In der seit dem 01.01.2017 gültigen Entgeltordnung für den Flughafen Frankfurt werden sogar 16 Lärmklassen unterschieden. Außerdem werden hier unterschiedliche Lärmzuschläge für die Zeiträume 6.00 bis 21:59 Uhr, 22:00 und 22:59 Uhr bzw. 5:00 und 5:59 Uhr sowie 23:00 bis 4:59 Uhr erhoben.

Gleichzeitig gibt es in der Frankfurter Entgeltordnung Nachlässe für Maßnahmen des aktiven Schallschutzes. So wird die Nachrüstung von Flugzeugen der A320-Familie mit so genannten Wirbelgeneratoren für Fluggesellschaften finanziell belohnt. Überflugmessungen haben gezeigt, dass die Wirbelgeneratoren störende Pfeifgeräusche unterbinden und den Gesamtschallpegel des Flugzeugs, insbesondere bei der Landung, deutlich reduzieren. Die Entgeltordnung 2017 für den Flughafen Frankfurt sieht vor, dass A319-, A320- und A321-Flugzeuge um bis zu 40 Prozent geringere Gebühren zahlen, wenn sie nachweislich mit einem Wirbelgenerator nachgerüstet wurden.

Die Entgeltordnung des Flughafens Frankfurt belohnt außerdem die technische Umrüstung auf satellitengestützte Navigationssysteme, wodurch perspektivisch lärmärmere Anflugverfahren ermöglicht werden. So setzt die Entgeltordnung finanzielle Anreize für den Einsatz von Flugzeugen, die mit dem satellitengestützten Präzisionsanflugverfahren „Ground Based Argumentation System“ (GBAS) ausgestattet sind und dieses aktiviert haben. Mit GBAS können

Anflüge am Frankfurter Flughafen mit einem höheren Gleitwinkel durchgeführt werden. Langfristig könnten damit auch Siedlungsschwerpunkte umflogen werden.

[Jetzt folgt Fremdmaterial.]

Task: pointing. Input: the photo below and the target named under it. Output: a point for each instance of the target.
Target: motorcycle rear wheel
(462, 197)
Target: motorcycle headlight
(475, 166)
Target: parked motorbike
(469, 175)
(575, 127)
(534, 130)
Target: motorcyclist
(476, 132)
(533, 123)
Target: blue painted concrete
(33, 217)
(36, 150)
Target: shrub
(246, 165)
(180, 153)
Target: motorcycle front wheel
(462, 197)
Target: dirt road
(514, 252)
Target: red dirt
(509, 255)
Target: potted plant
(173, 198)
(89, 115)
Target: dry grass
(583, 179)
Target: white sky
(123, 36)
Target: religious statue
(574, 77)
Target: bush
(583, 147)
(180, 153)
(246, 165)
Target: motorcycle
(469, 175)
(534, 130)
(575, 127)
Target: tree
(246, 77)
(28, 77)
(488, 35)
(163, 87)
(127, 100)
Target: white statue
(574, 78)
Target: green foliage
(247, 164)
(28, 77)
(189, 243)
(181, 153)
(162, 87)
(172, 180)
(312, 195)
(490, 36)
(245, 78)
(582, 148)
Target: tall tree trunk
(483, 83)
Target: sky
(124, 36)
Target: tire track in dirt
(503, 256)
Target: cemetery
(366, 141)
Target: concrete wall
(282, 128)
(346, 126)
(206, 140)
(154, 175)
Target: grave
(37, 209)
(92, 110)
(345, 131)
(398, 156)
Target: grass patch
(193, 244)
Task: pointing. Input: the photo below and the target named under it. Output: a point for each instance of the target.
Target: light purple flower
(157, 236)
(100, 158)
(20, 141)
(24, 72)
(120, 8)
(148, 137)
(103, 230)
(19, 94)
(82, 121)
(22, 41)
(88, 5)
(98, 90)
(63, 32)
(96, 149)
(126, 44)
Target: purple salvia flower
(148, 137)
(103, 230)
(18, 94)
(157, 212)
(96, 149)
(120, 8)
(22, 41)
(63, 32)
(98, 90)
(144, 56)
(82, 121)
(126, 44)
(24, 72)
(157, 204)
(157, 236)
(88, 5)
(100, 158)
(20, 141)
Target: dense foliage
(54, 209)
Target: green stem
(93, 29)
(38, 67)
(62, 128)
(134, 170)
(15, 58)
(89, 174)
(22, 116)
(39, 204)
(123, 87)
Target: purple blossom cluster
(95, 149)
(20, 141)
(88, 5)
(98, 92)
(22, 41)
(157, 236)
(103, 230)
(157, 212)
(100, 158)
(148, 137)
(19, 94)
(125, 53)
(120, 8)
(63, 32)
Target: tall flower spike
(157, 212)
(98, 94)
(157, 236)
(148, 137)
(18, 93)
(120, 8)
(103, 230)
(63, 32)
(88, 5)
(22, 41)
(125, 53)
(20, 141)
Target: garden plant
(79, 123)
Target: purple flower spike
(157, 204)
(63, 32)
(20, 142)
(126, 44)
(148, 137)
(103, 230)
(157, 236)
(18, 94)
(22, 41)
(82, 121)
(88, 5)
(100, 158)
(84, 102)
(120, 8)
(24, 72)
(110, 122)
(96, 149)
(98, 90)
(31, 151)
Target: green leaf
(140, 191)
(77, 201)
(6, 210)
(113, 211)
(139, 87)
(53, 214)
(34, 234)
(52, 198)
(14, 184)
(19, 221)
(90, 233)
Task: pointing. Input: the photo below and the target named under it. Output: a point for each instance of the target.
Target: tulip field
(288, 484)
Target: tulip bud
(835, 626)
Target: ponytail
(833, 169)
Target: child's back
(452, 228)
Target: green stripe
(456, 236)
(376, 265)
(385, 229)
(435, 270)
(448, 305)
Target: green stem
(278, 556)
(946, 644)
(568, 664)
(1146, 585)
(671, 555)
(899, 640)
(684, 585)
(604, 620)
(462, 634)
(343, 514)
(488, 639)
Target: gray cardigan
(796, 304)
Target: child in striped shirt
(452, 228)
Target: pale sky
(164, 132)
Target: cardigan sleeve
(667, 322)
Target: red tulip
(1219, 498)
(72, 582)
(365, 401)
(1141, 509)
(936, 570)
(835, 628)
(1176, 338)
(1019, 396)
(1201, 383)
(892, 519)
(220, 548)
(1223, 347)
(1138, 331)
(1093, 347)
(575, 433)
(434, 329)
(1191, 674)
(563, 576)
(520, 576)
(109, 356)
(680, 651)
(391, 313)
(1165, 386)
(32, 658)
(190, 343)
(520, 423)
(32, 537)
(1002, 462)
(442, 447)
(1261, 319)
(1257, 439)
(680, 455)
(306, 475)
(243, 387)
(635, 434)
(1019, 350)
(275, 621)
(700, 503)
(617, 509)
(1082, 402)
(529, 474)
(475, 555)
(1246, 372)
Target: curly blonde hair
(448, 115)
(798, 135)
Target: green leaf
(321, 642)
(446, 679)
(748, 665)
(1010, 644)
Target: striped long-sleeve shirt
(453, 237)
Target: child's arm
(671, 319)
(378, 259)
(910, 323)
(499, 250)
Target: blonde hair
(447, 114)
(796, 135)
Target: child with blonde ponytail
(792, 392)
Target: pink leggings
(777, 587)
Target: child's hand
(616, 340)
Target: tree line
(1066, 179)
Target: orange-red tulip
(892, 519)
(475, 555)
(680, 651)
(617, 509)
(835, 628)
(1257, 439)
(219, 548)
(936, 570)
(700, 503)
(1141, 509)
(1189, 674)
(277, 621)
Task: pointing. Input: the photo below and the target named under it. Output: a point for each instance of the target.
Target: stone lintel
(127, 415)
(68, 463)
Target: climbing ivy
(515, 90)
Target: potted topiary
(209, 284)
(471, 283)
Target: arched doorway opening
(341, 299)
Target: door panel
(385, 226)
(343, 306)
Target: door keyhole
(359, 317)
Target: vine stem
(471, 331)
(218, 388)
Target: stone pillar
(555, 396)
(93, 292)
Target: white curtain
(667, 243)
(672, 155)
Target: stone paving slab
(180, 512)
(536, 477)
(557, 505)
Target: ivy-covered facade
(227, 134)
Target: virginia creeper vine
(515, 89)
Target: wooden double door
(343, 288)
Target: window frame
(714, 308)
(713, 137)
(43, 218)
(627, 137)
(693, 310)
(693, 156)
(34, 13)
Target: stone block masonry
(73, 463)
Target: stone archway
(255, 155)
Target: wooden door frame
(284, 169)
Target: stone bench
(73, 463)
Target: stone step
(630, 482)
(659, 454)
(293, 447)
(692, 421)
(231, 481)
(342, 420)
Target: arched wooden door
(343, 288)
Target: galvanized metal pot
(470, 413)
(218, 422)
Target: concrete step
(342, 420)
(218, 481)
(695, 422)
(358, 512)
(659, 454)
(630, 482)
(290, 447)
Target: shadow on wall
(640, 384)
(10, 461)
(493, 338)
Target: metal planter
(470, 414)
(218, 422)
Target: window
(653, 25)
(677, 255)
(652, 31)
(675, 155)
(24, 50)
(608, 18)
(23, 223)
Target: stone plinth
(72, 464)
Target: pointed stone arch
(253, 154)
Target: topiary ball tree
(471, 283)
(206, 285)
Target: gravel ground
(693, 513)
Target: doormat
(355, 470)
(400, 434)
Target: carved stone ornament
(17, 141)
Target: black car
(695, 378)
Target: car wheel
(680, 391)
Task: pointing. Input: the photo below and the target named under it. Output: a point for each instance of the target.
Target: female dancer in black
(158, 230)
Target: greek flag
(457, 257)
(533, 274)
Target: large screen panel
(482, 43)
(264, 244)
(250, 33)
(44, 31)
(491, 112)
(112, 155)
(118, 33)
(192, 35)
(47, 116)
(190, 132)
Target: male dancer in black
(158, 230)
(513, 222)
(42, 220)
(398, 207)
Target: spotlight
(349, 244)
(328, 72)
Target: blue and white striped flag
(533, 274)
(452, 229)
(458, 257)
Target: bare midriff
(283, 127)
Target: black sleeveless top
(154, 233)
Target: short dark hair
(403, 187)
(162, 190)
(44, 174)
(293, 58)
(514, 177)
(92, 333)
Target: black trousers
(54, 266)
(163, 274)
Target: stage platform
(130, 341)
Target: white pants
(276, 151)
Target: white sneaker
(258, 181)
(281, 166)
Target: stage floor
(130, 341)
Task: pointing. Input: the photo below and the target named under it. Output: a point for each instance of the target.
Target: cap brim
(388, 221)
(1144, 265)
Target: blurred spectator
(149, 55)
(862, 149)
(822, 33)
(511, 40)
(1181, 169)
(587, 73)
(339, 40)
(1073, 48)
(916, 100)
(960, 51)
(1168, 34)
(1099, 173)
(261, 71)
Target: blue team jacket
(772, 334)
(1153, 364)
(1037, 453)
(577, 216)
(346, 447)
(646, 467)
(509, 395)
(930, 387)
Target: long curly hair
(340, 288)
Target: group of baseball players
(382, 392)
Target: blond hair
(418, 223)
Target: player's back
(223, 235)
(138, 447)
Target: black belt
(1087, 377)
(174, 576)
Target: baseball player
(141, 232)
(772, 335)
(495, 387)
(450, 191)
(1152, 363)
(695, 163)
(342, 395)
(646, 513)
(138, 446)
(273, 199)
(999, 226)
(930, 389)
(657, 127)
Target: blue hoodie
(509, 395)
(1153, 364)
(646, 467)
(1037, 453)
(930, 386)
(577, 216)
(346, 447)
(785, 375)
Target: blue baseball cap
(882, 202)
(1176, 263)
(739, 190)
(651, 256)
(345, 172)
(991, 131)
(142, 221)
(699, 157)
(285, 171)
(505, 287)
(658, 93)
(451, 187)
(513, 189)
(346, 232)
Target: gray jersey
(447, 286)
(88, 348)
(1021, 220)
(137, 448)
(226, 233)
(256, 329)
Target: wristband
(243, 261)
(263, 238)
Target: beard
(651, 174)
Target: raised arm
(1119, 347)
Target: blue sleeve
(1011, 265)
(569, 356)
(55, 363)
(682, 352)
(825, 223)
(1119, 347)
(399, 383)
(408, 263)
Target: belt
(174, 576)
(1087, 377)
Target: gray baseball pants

Vor diesem Hintergrund fragen wir die Landesregierung:

  1. Welchen konkreten Veränderungsbedarf an der Entgeltordnung sieht die Landesregierung, um das Ziel des Koalitionsvertrages der Ausschöpfung des rechtlichen Rahmens für eine stärkere Spreizung lärmabhängiger Start- und Landeentgelte zur Lärmreduktion zu verwirklichen?
  2. Welche Anreize zur Lärmreduktion sind mit der neuen Entgeltregelung am Flughafen Köln/Bonn (gültig ab dem 01.10.2017) verglichen mit der vorhergehenden Entgeltregelung (gültig ab dem 01.04.2015) verbunden? (Bitte um Darstellung an Beispielen.)
  3. Setzt sich die Landesregierung am Flughafen Köln/Bonn für eine stärkere Differenzierung der Start- und Landentgelte durch eine Erhöhung der Lärmentgelte in der Nacht nach 22 Uhr bzw. eine noch stärkere Erhöhung der Lärmentgelte nach 23 Uhr ein? (Anmerkung: Am Flughafen Frankfurt werden unterschiedliche Lärmzuschläge für die Zeiträume 6.00 bis 21:59 Uhr, 22:00 und 22:59 Uhr bzw. 5:00 und 5:59 Uhr sowie 23:00 bis 4:59 Uhr erhoben)?
  4. Unterstützt die Landesregierung am Flughafen Köln/Bonn die Einführung einer Anreizregelung zur Nachrüstung von Flugzeugen der A320-Familie mit so genannten Wirbelgeneratoren nach dem Vorbild der Entgeltordnung 2017 für den Flughafen Frankfurt, nach der A319-, A320- und A321-Flugzeuge um bis zu 40 Prozent geringere Gebühren zahlen müssen, wenn sie nachweislich mit einem Wirbelgenerator nachgerüstet wurden?
  5. Unterstützt die Landesregierung die Schaffung finanzieller Anreize in der Entgeltordnung des Flughafens Köln/Bonn für die technische Umrüstung auf satellitengestützte Navigationssysteme, wodurch perspektivisch lärmärmere Anflugverfahren ermöglicht werden?